While the track table contains reference alleles and non-reference alleles, the annotated table lists only non-reference alleles. It include for each allele a subset of the columns of the variant track table and three additional columns (see figure 25.49).
When the variant calling is performed on a read mapping in which gene and cds annotations are present on the reference sequence, the three columns will contain the following information:
- Overlapping annotation
- This shows if the variant is covered by an annotation. The annotation's type and name will displayed. For annotated reference sequences, this information can be used to tell if the variant is found in a coding or non-coding region of the genome. Note that annotations of type
Sourceare not reported.
- Coding region change
- For variants that fall within a coding region of a gene, the change is reported according to the standard conventions as outlined in http://varnomen.hgvs.org/.
- Amino acid change
- If the reference sequence of the mapping is annotated with ORF or CDS annotations, the variant caller will also report whether the variant is synonymous or non-synonymous. If the variant changes the amino acid in the protein translation, the new amino acid will be reported. The nomenclature used for reporting is taken from http://varnomen.hgvs.org/.

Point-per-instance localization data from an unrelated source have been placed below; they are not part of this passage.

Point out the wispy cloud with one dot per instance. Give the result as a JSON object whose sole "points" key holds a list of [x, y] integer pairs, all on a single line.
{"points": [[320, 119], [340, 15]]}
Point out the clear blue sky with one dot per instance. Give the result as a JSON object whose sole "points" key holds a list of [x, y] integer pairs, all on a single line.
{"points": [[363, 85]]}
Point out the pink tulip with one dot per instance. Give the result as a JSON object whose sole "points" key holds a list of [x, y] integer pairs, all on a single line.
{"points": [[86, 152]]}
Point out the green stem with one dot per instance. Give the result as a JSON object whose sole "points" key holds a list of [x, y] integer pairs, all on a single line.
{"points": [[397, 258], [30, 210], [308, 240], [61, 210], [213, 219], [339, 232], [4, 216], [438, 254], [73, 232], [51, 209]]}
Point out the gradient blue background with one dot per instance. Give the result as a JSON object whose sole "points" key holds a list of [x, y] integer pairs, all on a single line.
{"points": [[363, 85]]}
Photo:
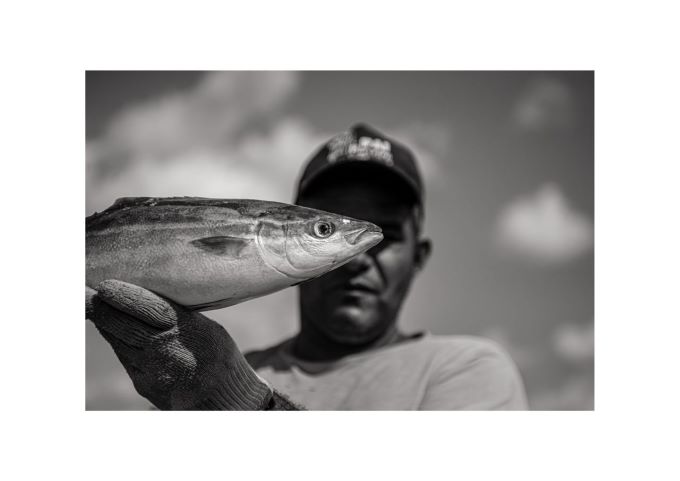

If the reference sequence has no gene and cds annotations these columns will have the entry "NA". Try using a stand-alone reference with a stand-alone read mapping to avoid this situation. Also, the variant track may be enriched with information similar to that contained in the above three annotated variant table columns by using the track-based annotation tools in Filtering and annotating variants).
The table can be Exported () as a csv file (comma-separated values) and imported into e.g. Excel. Note that the CSV export includes all the information in the table, regardless of filtering and what has been chosen in the Side Panel. If you only want to use a subset of the information, simply select and Copy () the information.
Note that if you make a split view of the table and the mapping, you will be able to browse through the variants by clicking in the table. This will cause the view to jump to the position of the variant.
This table view is not well-suited for downstream analysis, in which case we recommend working with tracks instead (see Variant tracks).